See practice notes for artificial intelligence and intellectual property on Lexis+.
But Salunke believes lawyers owe it to themselves to move past these fears.
"We're already going to see it more in our daily lives. All this change is really scary, but that's not a good enough reason not to embrace it and learn how to incorporate it into making our lives easier."
The firms that fail to adopt generative AI tools will find themselves priced out of certain types of repeatable work, highlights Halliwell from Pinsent Masons.
"Generative AI is going to raise the standard for how law firms add value. Firms without it will struggle to provide the same level of data-driven insight and depth of analysis that clients will come to expect."
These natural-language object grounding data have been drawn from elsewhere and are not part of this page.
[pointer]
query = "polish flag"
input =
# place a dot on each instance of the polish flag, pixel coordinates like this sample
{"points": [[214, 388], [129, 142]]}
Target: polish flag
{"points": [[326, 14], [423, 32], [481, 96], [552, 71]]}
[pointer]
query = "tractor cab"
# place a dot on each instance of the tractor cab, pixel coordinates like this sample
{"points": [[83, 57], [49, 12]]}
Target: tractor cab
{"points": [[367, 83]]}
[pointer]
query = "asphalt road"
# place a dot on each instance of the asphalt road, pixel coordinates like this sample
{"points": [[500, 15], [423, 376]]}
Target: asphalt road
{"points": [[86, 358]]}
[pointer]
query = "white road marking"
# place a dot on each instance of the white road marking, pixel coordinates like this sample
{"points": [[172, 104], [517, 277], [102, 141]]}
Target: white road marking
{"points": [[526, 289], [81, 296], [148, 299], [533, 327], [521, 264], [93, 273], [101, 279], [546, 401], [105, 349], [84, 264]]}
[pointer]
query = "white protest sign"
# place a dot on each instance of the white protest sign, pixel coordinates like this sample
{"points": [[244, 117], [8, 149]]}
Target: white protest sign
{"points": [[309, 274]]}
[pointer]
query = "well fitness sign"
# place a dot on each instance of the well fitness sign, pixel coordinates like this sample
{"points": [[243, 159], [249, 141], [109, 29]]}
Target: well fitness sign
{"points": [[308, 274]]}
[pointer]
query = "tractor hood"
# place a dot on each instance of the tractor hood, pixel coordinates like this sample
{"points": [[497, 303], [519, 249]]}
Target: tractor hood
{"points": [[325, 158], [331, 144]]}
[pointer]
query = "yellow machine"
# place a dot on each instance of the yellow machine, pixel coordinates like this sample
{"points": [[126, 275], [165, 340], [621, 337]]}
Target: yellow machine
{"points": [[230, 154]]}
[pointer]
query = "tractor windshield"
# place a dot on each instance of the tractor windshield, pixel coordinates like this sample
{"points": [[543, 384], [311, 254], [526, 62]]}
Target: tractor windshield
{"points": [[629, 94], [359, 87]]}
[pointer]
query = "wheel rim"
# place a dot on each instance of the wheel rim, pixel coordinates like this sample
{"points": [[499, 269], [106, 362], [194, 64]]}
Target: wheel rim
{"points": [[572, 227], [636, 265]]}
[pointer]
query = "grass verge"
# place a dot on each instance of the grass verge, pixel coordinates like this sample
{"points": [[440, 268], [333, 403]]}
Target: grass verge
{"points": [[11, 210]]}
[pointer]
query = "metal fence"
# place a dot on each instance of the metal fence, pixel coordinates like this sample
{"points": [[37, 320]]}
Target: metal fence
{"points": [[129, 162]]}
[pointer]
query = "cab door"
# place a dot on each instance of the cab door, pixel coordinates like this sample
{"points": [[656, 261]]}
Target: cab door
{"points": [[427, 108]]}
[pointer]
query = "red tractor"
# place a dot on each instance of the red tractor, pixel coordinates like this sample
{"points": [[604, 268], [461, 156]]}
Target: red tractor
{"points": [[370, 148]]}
While most in-house counsel are in favour of their law firms using generative AI, four out of five (82%) said they expect to be made aware when their firms are using it.
Three-quarters of respondents from law firms were on the same page as their in-house clients, with 75% saying they believe their clients will expect to be made aware of generative AI tools in action. This was particularly true at law firms, with 84% agreeing or strongly agreeing with the statement.
Salunke says she would only expect to be informed when generative AI was being used if it changed the way personal data and confidential information was being processed.
"You don't buy a car and go "oooohh, I wonder what technology is in there?" You just want to make sure that it works, that you're safe and it's going to get you from A to B."
Nearing half of respondents (42%) from in-house roles believe their relationship with external counsel will change as a direct result of generative AI. Lawyers from large law firms are equally as likely to agree.
In-house legal departments should expect their external counsel to be leveraging technology of all kinds for client benefit, including generative AI, says Parker from Deloitte Legal.
"We believe that corporate legal departments should be challenging their service providers on their use of AI and on the benefits that they will receive as a result."
Cooke holds a similar opinion. "“Everything on demand” is the client expectation today," he says. "AI facilitates that standard; firms who continue to try to meet it only with humans will be too slow."
Cooke also believes clients will use law firms less for generic know-how queries, as these will be served by clients’ own models or by cost-effective subscription services.
However, according to Halliwell, generative AI has the ability to enhance client relationships rather than hinder them.
"Firms need to identify the ways in which they can use generative AI to do new things, such as better reporting and analysis, rather than simply introducing risks by attempting to automate tasks which aren't suitable."
Yet Halliwell did warn other law firms looking to introduce new generative AI-led tools to the market to be very careful about the guardrails on their use, and the quality and sources of underlying data.
"If they can’t authenticate those sources, they’re giving themselves a serious “black box” problem."
Final thoughts
It is clear the UK legal sector is excited by the many possibilities generative AI brings to the table.
But many are still cautious about the risks that come alongside this increasingly popular technology – and rightly so.
Generative AI has the potential to save businesses a huge amount of time and money, and if managed poorly, it also has the potential to also cost businesses wasted time and investment.
To carry out the simple and the complex use cases discussed in this report, the legal community needs generative AI tools that are safe and secure, with trusted data and identifiable sources.
While this all seems speculatory – or it might to some – the availability of such platforms is only around the corner.
Survey methodology
The survey was conducted across 1,175 lawyers and legal support workers in the United Kingdom from 24 May to 6 June, 2023. Surveys were conducted in English and respondents were prompted for feedback via Pollfish/Forsta.